A Cartesian product is a set of ordered pairs. Specifically, A × B is the set of all pairs you can make with their first element taken from A and their second from B.

For example, what is {1,2,3} × {-1,-2}? { (1,-1), (1,-2), (2,-1), (2,-2), (3,-1), (3,-2) }

Reasoning about Cartesian Products

How would you prove part 3 of the book’s Theorem 5.25 (that (A ∩ B) × C = (A × C) ∩ (B × C))?

The book’s examples involve breaking down elements of products. For example, we might start by letting (x,y) be an element of  (A ∩ B) × C. So then x is in A ∩ B and y is in C, i.e., x is in A and x is in B. Continuing on in this way eventually leads to a complete proof (hopefully).

Basically, the strategy here is element chasing.

We worked out the complete proof and wrote it up using LaTeX. The source file and PDF output are available from Canvas.

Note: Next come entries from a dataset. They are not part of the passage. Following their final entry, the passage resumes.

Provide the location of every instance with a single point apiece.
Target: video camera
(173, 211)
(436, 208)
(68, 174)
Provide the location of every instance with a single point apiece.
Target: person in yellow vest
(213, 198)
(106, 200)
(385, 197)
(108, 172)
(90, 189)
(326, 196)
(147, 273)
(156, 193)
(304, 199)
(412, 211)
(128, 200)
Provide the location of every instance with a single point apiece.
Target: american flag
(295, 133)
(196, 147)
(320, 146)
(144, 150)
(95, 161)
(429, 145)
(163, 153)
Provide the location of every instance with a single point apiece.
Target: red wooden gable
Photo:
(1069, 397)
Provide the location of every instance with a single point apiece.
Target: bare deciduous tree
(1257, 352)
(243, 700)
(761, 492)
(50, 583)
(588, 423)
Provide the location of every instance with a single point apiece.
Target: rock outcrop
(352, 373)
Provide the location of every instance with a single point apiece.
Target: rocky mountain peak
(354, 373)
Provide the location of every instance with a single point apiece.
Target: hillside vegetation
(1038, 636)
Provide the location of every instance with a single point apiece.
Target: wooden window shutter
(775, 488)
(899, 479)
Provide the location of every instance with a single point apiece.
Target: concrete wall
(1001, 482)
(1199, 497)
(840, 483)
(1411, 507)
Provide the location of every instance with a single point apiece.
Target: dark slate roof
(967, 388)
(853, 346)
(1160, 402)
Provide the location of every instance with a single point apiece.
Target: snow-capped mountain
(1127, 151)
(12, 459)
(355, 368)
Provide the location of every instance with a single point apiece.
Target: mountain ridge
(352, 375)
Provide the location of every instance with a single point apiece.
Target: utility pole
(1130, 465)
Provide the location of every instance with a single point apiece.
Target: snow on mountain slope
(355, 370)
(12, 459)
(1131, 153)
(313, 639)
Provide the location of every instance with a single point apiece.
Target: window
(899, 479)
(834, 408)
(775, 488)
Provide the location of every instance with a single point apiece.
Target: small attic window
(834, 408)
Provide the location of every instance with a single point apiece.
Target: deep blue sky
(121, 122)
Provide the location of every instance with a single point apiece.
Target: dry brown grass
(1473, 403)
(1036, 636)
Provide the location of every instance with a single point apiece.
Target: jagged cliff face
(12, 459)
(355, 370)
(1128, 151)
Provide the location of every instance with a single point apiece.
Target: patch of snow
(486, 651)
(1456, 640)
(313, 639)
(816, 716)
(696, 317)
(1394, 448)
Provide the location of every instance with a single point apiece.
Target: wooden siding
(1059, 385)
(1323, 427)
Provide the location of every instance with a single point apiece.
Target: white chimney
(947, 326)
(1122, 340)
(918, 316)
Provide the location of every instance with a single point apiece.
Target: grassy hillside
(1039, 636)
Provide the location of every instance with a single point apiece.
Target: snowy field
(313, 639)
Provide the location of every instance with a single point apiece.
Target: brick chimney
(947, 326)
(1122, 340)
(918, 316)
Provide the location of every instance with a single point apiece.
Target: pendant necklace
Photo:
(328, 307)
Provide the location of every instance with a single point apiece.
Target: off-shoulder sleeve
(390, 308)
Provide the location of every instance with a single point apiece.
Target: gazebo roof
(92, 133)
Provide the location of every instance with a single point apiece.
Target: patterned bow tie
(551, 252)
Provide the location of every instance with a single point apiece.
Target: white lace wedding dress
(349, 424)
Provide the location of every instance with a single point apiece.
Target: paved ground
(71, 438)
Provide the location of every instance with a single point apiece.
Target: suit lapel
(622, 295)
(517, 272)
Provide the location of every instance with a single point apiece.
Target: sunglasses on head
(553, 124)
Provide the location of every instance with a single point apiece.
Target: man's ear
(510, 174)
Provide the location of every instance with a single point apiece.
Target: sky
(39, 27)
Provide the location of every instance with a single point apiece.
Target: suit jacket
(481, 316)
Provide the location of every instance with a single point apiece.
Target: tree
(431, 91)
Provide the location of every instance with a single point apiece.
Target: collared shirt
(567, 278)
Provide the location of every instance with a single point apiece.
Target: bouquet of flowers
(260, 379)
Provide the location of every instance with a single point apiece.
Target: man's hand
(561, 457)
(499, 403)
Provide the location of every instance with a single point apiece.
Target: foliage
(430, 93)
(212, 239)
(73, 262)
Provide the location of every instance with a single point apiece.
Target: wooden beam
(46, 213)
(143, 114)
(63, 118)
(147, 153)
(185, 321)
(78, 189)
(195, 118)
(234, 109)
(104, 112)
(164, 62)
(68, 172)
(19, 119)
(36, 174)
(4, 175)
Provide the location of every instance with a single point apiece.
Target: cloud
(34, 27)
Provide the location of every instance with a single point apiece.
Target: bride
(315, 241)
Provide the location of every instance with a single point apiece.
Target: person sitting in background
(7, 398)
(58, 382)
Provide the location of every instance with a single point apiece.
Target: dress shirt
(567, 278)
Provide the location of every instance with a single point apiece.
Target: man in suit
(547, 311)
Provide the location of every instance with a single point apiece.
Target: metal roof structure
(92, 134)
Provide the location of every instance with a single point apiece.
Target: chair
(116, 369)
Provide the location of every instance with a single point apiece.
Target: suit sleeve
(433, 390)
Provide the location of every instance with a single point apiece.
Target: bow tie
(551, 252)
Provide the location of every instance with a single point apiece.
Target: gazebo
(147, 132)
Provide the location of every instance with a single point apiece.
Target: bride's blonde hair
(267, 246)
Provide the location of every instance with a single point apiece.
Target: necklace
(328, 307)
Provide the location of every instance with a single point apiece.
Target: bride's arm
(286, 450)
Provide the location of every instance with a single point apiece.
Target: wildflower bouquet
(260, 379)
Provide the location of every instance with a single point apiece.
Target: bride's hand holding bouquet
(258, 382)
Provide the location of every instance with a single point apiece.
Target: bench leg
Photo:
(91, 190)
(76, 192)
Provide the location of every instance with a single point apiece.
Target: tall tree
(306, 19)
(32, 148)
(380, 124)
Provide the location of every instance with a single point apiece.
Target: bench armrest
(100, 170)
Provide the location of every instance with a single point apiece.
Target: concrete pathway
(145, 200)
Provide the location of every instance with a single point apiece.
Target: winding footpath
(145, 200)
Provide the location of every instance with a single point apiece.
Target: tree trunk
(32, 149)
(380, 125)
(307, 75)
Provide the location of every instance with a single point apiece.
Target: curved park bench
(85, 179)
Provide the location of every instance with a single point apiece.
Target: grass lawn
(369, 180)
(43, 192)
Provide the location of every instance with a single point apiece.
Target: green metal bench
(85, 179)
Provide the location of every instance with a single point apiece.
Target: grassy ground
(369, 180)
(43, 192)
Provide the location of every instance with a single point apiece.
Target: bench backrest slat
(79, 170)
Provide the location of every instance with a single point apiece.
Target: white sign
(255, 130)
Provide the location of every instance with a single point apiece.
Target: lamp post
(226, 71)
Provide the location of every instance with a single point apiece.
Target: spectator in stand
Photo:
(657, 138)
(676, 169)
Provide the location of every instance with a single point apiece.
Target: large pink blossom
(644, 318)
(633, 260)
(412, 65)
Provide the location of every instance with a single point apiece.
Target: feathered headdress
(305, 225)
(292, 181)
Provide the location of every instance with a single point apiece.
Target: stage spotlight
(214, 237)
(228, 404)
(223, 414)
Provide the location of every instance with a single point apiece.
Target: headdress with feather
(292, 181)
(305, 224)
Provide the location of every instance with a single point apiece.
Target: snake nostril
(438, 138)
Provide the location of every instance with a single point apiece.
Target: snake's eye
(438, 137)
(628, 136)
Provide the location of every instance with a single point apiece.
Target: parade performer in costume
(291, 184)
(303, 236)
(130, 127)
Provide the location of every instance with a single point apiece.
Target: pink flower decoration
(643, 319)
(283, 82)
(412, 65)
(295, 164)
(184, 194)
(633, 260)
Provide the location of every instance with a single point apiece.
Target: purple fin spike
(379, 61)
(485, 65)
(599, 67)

The central idea in the proof is that, since we want to show that two sets are equal, we show that each is a subset of the other. Element chasing does this by showing that a generic element of the first set must also be in the second set, and then that a generic element of the second set must also be in the first.

For clarity, we did each direction of this argument in a separate paragraph. We also included an opening paragraph that restates what will be proved and summarizes how, and a closing paragraph that again summarizes the result and how we got it.

This may be the first time you’ve seen the \times command in LaTeX, which produces a cross multiplication sign.

Another example: what, if anything can you say about the cardinality of A × B compared to the cardinalities of A and B?

We looked at the opening example, where the Cartesian product of a 3-element set with a 2-element set had 6 elements. Then we considered what would happen if we added a 4th element to the 3-element set: it would pair with each element of the 2-element set, adding 2 more pairs to the product. From these examples and the related thinking, we conjectured that |A × B| =|A||B|.

Can you prove it?

We didn’t do a full proof, but there’s a nice induction proof, using induction on the cardinality of one of the sets.

The basis step is a cardinality of 0, i.e., the empty set. From a careful reading of the definition of Cartesian product, we realized that ∅ × A = ∅, which has cardinality 0.

For the induction step, you would assume that if |A| = k then |A × B| is k|B|, and then imagining adding another element to A, to increase its cardinality to k+1. That extra element could pair with each element of B, adding another |B| to the total cardinality of the product.

Next

Indexed families of sets — one way of talking about and working with sets of sets.

Please read section 5.5 in the textbook.

Please also do this discussion of indexed families of sets.